CN103948458A - Encephalic drug eluting stent - Google Patents
Encephalic drug eluting stent Download PDFInfo
- Publication number
- CN103948458A CN103948458A CN201410184710.4A CN201410184710A CN103948458A CN 103948458 A CN103948458 A CN 103948458A CN 201410184710 A CN201410184710 A CN 201410184710A CN 103948458 A CN103948458 A CN 103948458A
- Authority
- CN
- China
- Prior art keywords
- drug
- stent
- encephalic
- drug eluting
- intracranial
- Prior art date
- Legal status (The legal status is an assumption and is not a legal conclusion. Google has not performed a legal analysis and makes no representation as to the accuracy of the status listed.)
- Pending
Links
Abstract
The invention discloses an encephalic drug eluting stent in the field of medicines, and particularly relates to the drug eluting stent used for curing the encephalic atherosclerotic stenosis disease. Diseased blood vessels are expanded by the stent to improve the condition of stenosis, so as to improve the blood flow state, meanwhile, drug carried by the stent can be used for preventing a tunica elastica interna from hyperplasia, and the probability of in-stent restenosis can be lowered. The encephalic drug eluting stent comprises a conveying system, a stent body and a stent drug carrying layer, and is characterized in that one or more drug carrying layers are attached to the surface of the encephalic drug eluting stent; each drug carrying layer is composed of a polymer and an active ingredient, the active ingredient is an antiplatelet drug cilostazol, and each drug carrying layer comprises the following components by weight percent: 5 to 50 percent of the polymer and the balance of active ingredients; the active ingredients in all medicine carrying layers are the same or different. The encephalic drug eluting stent provided by the invention has the advantages that the functions of protecting blood vessels, restraining inflammation reactions, expanding blood vessels and the like can be achieved, and the purpose of preventing encephalic vascular in-stent restenosis can be achieved.
Description
Technical field
The present invention relates to a kind of intracranial bracket for eluting medicament of field of medicaments, specifically, that one is used for the treatment of Intracranial atherosclerotic stenosis disease (intracranial atherosclerotic stenosis, ICS) bracket for eluting medicament, expand lesion vessels by support, improve narrow situation, thereby improve blood flow state, the medicine that support carries simultaneously can prevent tunica intima hyperplasia, reduces the probability of in-stent restenosis.
Background technology
Intracranial atherosclerotic stenosis disease (intracranial atherosclerotic stenosis, ICS) is the major reason of Ischemic Stroke.There are some researches show, 1 year apoplexy recurrence rate of severe ICS patient (stenosis rate 70%-90%) is up to 23%.The treatment that intracranial artery support is narrow mainly comprises Drug therapy, Surgery and surgical intervention.Surgical operation therapy is due to its high case fatality rate, and high disability rate and high-tech requirement, seriously limited its clinical practice.Surgery has comprised simple balloon dilatation and intravascular stenting.Interventional therapy method, because its wound is little, recovers fast, and its application is progressively popularized.One of stent endoprosthesis shortcoming is in-stent restenosis, and stent restenosis rate can be up to 53%.The reason of stent restenosis is that blood vessel causes blood vessel injury after support expansion, thereby causes tunica intima hyperplasia, finally causes the restenosis of blood vessel.
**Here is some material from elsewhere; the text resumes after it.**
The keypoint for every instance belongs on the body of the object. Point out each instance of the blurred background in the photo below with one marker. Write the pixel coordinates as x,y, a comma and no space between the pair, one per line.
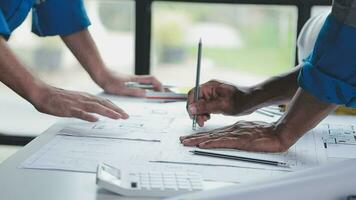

The bracket for eluting medicament of open report, all should be used for the treatment of cardiovascular atherosclerotic stenosis disease at present.For the problem that how to solve intracranial vessel stent restenosis, the present invention discloses a kind of intracranial bracket for eluting medicament technology.
Summary of the invention
In order to solve above-mentioned stent restenosis problem, the object of this invention is to provide a kind of intracranial bracket for eluting medicament, there is following characteristics: formed by support and medicine.Support is opened after arriving lesion locations, and to reach the object of dredging narrow blood vessel, the medicine that support carries simultaneously, effectively prevents tunica intima hyperplasia, thereby prevent stent restenosis.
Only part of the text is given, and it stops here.